Let me put this in perspective:

  • Hundreds of thousands of people use Homebrew, including employees at some of the biggest companies in Silicon Valley.
  • The most frequently installed package in the last 30 days is openssl, which was installed over 500k times: https://formulae.brew.sh/analytics/install/30d/
  • I had direct commit access to the Homebrew/homebrew-core repo. At the time, this repo did not have a protected master branch, meaning I would have been able to make a fast-forward change to refs/heads/master. Anyone that freshly installed Homebrew, or ran brew update would have my malicious formulae.

If I were a malicious actor, I could have made a small, likely unnoticed change to the openssl formulae, placing a backdoor on any machine that installed it.

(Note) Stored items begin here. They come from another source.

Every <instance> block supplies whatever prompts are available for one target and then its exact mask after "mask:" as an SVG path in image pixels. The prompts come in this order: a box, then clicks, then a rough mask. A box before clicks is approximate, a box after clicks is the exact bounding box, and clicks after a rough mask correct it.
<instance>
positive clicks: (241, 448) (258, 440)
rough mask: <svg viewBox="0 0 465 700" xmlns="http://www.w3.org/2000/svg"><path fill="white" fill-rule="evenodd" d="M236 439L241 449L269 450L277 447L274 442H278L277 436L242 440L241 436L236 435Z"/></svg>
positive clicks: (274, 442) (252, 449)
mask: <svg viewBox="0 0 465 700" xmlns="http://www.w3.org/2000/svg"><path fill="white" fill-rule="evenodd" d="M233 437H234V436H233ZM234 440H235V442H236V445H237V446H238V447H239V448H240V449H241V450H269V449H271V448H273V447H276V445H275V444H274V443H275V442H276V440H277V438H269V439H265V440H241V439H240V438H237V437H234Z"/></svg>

If I can gain access to commit in 30 minutes, what could a nation-state with dedicated resources achieve against a team of 17 volunteers? How many private company networks could be accessed? How many of these could be used to escalate to large-scale data breaches? What other package management systems have similar weaknesses?

This is my growing concern, and it’s been proven time and time again that package managers, and credential leaks, are a weak point in the security of the internet, and that supply chain attacks are a real and persistent threat. This is not a weakness in Homebrew, but rather a systemic problem in the industry, and one where we need more security research.

What’s being done

Homebrew has publicly disclosed the issue on the blog at https://brew.sh/2018/08/05/security-incident-disclosure/. The Homebrew team worked with GitHub to audit and ensured that the given access token wasn’t used maliciously, and didn’t make any unexpected commits to the core Homebrew repos. I want to give special thanks to Mike McQuaid for his quick and professional handling of my report while on his paternity leave.

It’s clear that there’s a lot of work that could be done to improve the security of the Homebrew project. If you use Homebrew at your place of work, consider asking them to donate to the project. As an industry, we need to invest in the well being of core OSS software that we all use and depend on.